When I set foot on Healy Lawn at the first CAB Fair, I almost passed out. It wasn’t just because there was free pizza AND free cupcakes at my disposal. It was primarily because the options of clubs to join were completely overwhelming. I wanted to try everything, but had received fair warning: “find something you’re invested in and stick with it.” The application and rejection process that I went through in the preceding weeks was nothing extraordinary. If someone on your floor wasn’t in total despair after being rejected from Blue and Gray, there’s a chance you slept through freshman year. My first acceptance was into the DC Schools Project, a program through the Center for Social Justice that offers free English Language Learning (ELL) tutoring to immigrant communities in Washington, DC. I joined the off-campus adult program and was matched with a tutee from Ecuador.
I was very nervous on the first day. I had never taught anyone, much less someone twice my age. Though my coordinators assured me that everything would be fine, I couldn’t help but think that my lesson plan wasn’t good enough. We arrived at our tutoring site and all of that went away. My tutee was gentle, kind and so very thoughtful. Each week we worked on job applications or legal documents, but not before she asked me how school was going and assured that I wasn’t feeling homesick. My spirits were lifted every Saturday afternoon after meeting with her. While I helped her with grammar, she taught me about life in Ecuador, earning citizenship in the United States, and the struggles of finding a job here. I felt so at ease sitting in the tiny teacher’s room with her, even joking with my mother that I had a “fill-in mom” for the weeks we were apart. My tutee and I learned the ins and outs of Skype while preparing for her job interviews. She taught me how to use my Macbook that I embarrassingly struggled to navigate. On some Saturdays, we would just sit and chat for the first hour or so; it was amazing how quickly I felt connected to her and even more incredible to see the people around me doing the same. Everyone was so patient and charismatic.

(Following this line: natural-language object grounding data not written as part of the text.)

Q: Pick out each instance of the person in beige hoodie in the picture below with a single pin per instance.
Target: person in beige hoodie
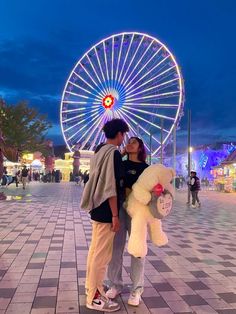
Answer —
(102, 198)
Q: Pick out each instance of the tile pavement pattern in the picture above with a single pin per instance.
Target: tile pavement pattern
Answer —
(44, 241)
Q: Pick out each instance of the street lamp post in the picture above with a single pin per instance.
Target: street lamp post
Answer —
(189, 152)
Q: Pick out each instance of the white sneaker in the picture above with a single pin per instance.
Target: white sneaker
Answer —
(134, 298)
(104, 305)
(112, 293)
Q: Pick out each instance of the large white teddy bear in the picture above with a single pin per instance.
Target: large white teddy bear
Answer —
(138, 204)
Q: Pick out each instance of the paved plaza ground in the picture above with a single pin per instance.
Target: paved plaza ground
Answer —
(44, 240)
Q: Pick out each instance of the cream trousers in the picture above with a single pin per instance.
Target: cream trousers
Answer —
(99, 256)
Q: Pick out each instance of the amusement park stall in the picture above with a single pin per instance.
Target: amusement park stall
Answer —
(66, 165)
(225, 174)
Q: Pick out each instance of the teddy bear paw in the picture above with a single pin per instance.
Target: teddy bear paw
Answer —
(161, 240)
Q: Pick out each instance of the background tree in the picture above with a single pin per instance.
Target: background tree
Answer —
(23, 130)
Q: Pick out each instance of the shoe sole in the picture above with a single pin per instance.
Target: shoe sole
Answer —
(111, 297)
(134, 304)
(91, 307)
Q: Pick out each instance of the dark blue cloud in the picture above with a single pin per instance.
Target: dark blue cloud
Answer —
(40, 43)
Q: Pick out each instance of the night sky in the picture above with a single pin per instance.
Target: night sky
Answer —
(40, 42)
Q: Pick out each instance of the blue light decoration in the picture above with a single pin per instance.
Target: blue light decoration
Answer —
(203, 160)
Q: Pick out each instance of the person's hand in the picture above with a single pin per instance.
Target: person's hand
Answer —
(123, 152)
(115, 224)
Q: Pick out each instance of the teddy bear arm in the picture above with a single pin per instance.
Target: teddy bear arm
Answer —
(157, 235)
(137, 244)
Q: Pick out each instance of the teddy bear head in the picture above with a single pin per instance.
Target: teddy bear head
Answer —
(154, 176)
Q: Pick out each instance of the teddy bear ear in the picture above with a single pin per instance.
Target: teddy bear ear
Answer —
(172, 172)
(142, 195)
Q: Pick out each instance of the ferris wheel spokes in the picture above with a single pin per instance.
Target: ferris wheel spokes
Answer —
(143, 119)
(139, 45)
(84, 81)
(128, 75)
(150, 80)
(146, 74)
(137, 64)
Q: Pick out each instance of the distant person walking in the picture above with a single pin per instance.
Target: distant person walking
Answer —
(15, 176)
(24, 176)
(102, 197)
(194, 188)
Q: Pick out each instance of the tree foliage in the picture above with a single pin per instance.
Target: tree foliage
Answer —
(23, 127)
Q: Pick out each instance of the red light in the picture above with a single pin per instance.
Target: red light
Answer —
(108, 101)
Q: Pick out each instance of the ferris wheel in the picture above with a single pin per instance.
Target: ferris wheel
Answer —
(132, 76)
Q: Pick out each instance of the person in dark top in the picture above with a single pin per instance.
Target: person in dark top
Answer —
(194, 188)
(24, 176)
(102, 196)
(134, 166)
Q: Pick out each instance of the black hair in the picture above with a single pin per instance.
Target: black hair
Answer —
(114, 126)
(142, 155)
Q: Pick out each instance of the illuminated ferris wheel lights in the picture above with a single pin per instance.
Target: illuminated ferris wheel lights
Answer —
(128, 75)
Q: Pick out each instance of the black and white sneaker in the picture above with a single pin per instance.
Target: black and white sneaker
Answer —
(104, 305)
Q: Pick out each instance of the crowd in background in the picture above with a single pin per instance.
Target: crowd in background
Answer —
(26, 175)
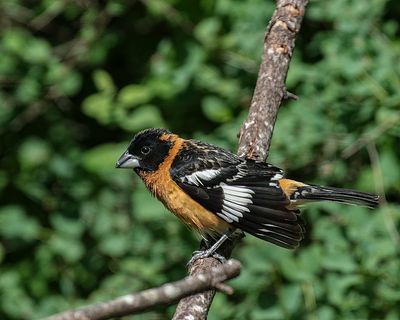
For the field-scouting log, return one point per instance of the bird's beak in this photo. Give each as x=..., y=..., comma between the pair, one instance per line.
x=127, y=161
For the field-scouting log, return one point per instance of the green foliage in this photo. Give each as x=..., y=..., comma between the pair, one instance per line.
x=77, y=81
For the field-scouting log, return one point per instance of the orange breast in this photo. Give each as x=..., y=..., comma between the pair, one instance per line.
x=177, y=201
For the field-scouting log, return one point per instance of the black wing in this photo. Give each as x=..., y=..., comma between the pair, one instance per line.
x=244, y=193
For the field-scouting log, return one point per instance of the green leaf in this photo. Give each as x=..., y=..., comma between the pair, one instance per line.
x=215, y=109
x=133, y=95
x=15, y=224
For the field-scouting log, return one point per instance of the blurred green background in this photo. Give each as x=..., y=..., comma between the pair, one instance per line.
x=79, y=78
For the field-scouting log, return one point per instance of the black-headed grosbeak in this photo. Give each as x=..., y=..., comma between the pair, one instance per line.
x=214, y=191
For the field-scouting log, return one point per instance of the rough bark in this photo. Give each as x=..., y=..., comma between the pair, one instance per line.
x=256, y=132
x=206, y=279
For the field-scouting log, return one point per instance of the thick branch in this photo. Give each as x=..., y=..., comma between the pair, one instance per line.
x=256, y=132
x=210, y=278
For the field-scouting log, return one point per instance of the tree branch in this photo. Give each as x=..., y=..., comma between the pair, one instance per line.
x=256, y=132
x=169, y=293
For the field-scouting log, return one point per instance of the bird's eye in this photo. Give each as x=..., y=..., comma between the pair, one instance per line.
x=145, y=150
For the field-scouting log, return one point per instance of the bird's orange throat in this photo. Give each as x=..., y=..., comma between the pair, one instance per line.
x=175, y=199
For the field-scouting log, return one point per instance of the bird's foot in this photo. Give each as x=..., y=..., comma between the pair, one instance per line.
x=205, y=254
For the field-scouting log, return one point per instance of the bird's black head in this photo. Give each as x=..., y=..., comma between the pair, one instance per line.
x=147, y=150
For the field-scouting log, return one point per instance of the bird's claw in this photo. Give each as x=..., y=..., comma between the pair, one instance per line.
x=205, y=254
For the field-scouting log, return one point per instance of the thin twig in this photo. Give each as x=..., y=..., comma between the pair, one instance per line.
x=164, y=295
x=256, y=132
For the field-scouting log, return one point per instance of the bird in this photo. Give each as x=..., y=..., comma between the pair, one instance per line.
x=218, y=193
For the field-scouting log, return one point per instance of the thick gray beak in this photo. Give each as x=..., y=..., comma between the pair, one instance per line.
x=127, y=161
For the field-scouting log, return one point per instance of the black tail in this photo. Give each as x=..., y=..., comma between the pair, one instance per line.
x=318, y=193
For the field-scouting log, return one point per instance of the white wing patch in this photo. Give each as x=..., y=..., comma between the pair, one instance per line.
x=205, y=175
x=236, y=199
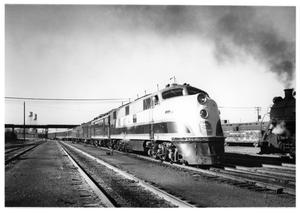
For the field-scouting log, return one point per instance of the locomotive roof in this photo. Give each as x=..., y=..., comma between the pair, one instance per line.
x=168, y=87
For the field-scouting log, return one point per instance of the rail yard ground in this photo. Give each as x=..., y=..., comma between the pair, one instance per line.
x=46, y=177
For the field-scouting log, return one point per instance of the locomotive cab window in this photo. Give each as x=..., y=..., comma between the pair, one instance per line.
x=172, y=93
x=147, y=103
x=193, y=91
x=127, y=110
x=155, y=99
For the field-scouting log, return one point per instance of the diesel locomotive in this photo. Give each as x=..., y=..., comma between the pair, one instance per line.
x=179, y=123
x=280, y=135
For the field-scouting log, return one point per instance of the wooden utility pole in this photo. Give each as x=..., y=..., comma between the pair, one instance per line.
x=24, y=133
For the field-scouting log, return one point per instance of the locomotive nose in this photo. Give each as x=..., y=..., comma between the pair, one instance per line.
x=288, y=94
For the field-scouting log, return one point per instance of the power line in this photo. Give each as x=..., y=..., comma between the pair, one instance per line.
x=65, y=99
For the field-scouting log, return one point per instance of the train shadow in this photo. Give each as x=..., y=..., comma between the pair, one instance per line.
x=254, y=160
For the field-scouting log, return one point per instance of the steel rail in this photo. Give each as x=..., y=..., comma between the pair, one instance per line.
x=91, y=182
x=166, y=196
x=274, y=187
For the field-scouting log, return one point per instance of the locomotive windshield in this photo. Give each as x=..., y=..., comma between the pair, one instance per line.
x=193, y=91
x=172, y=93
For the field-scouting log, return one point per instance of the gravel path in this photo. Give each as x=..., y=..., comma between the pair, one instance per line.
x=45, y=177
x=201, y=190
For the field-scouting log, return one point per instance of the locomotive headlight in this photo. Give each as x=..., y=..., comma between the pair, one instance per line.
x=203, y=113
x=201, y=98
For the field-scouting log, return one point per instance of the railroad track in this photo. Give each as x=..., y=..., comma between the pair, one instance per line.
x=141, y=183
x=280, y=179
x=15, y=152
x=105, y=199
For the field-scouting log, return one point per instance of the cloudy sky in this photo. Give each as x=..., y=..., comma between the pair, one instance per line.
x=242, y=56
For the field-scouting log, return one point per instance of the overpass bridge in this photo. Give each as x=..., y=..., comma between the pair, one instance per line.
x=40, y=126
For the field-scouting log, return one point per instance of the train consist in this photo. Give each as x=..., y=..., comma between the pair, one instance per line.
x=179, y=123
x=280, y=135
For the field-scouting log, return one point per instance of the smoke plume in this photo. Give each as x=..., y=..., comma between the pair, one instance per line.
x=264, y=33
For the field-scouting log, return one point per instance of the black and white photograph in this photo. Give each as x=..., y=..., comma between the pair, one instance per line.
x=149, y=105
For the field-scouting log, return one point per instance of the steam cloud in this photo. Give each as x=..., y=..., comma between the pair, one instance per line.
x=265, y=33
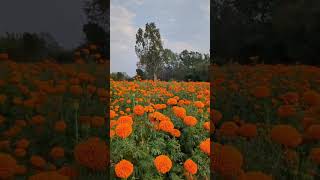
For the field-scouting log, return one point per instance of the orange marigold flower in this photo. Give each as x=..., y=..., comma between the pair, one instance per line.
x=175, y=133
x=172, y=101
x=112, y=133
x=112, y=114
x=286, y=135
x=199, y=104
x=123, y=130
x=166, y=126
x=57, y=152
x=205, y=146
x=190, y=121
x=92, y=153
x=7, y=166
x=163, y=163
x=50, y=175
x=138, y=110
x=179, y=112
x=190, y=166
x=125, y=119
x=206, y=126
x=68, y=171
x=123, y=169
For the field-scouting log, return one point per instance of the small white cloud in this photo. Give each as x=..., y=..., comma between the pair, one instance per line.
x=138, y=2
x=122, y=34
x=205, y=7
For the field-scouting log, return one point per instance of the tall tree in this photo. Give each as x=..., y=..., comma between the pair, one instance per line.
x=149, y=49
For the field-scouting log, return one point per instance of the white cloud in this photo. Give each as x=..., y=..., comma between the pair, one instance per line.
x=179, y=46
x=138, y=2
x=205, y=7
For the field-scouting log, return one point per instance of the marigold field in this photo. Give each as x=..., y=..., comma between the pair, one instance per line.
x=52, y=121
x=159, y=130
x=266, y=120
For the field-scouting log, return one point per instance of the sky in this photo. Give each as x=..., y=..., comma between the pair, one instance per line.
x=63, y=19
x=183, y=24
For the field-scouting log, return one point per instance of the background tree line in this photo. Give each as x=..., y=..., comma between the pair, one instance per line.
x=278, y=31
x=29, y=46
x=157, y=62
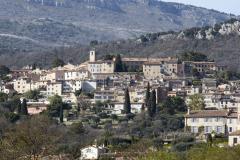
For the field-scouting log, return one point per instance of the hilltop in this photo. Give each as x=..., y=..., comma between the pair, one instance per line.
x=37, y=24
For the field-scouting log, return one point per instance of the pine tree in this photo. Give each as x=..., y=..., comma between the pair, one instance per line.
x=24, y=110
x=127, y=104
x=119, y=64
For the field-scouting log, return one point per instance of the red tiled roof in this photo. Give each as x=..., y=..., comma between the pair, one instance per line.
x=207, y=113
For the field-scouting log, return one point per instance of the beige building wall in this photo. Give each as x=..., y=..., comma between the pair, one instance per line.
x=54, y=89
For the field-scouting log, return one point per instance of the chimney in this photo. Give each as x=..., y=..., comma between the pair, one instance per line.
x=189, y=110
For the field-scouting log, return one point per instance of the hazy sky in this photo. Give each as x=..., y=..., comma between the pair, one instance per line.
x=228, y=6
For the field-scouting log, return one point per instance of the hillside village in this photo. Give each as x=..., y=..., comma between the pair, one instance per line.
x=116, y=87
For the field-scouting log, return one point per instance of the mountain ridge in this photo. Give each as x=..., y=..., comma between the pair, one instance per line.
x=81, y=21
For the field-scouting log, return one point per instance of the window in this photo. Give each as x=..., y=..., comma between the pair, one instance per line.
x=194, y=129
x=230, y=121
x=208, y=119
x=194, y=120
x=218, y=119
x=219, y=129
x=234, y=140
x=208, y=129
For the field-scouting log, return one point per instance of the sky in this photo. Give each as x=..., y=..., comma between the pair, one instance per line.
x=228, y=6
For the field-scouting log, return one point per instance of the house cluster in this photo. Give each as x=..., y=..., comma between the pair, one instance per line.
x=168, y=76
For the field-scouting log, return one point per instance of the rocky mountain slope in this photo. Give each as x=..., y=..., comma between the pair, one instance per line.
x=30, y=25
x=220, y=42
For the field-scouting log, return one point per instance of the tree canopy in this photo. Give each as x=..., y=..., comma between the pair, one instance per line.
x=196, y=102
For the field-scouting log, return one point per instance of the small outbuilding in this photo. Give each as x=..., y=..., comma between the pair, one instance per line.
x=234, y=138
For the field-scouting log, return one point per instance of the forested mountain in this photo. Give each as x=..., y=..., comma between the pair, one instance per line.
x=220, y=42
x=33, y=25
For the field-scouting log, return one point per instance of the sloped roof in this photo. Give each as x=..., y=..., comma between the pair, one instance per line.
x=207, y=113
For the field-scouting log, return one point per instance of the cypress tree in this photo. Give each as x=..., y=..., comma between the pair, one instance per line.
x=24, y=110
x=127, y=103
x=61, y=114
x=152, y=107
x=19, y=106
x=147, y=97
x=153, y=102
x=118, y=63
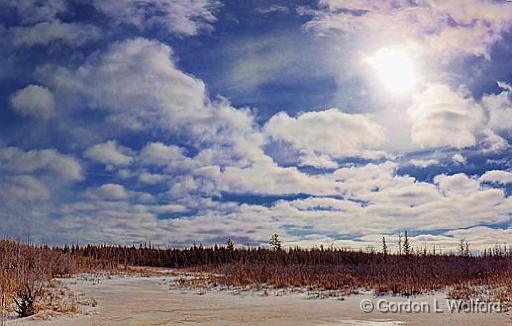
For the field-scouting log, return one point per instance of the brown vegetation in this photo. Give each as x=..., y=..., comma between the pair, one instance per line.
x=26, y=269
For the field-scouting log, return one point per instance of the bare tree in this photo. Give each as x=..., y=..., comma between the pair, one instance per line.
x=275, y=242
x=399, y=243
x=407, y=246
x=384, y=246
x=230, y=244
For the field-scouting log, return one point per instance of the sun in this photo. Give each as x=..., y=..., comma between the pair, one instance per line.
x=395, y=68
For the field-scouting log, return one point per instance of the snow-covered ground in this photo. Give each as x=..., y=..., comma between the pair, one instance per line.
x=156, y=300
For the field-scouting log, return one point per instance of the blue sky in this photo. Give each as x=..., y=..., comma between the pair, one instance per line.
x=327, y=122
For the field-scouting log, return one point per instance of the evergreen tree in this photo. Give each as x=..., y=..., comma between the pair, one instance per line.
x=275, y=242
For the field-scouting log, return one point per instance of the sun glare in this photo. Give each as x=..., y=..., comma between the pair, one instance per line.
x=395, y=69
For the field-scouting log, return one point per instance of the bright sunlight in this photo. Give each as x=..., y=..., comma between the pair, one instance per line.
x=395, y=69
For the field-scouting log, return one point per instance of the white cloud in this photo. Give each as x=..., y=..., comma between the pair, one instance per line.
x=497, y=176
x=458, y=158
x=159, y=154
x=500, y=108
x=15, y=160
x=186, y=17
x=309, y=158
x=441, y=117
x=424, y=163
x=330, y=132
x=137, y=84
x=34, y=101
x=110, y=192
x=46, y=32
x=109, y=153
x=444, y=28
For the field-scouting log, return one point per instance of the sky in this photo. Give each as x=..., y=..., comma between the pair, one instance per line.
x=333, y=122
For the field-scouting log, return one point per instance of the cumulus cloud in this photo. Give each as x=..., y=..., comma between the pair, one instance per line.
x=186, y=18
x=447, y=28
x=443, y=117
x=109, y=153
x=137, y=84
x=110, y=192
x=423, y=163
x=46, y=32
x=16, y=160
x=332, y=132
x=34, y=101
x=459, y=158
x=499, y=107
x=497, y=176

Through all of my work with the CSJ, I have seen these kinds of Hoyas: students who are passionate about what they are doing and will do anything to help out a tutee. Students who volunteer their nights twice a week to visit grateful families at their homes. Students who meet up with Georgetown staff between classes to help them study history for their citizenship tests. Being surrounded by these people was the first time I truly felt at home here at Georgetown: “breaking the bubble,” as my NSO leader phrased it. I have found my family on the hilltop.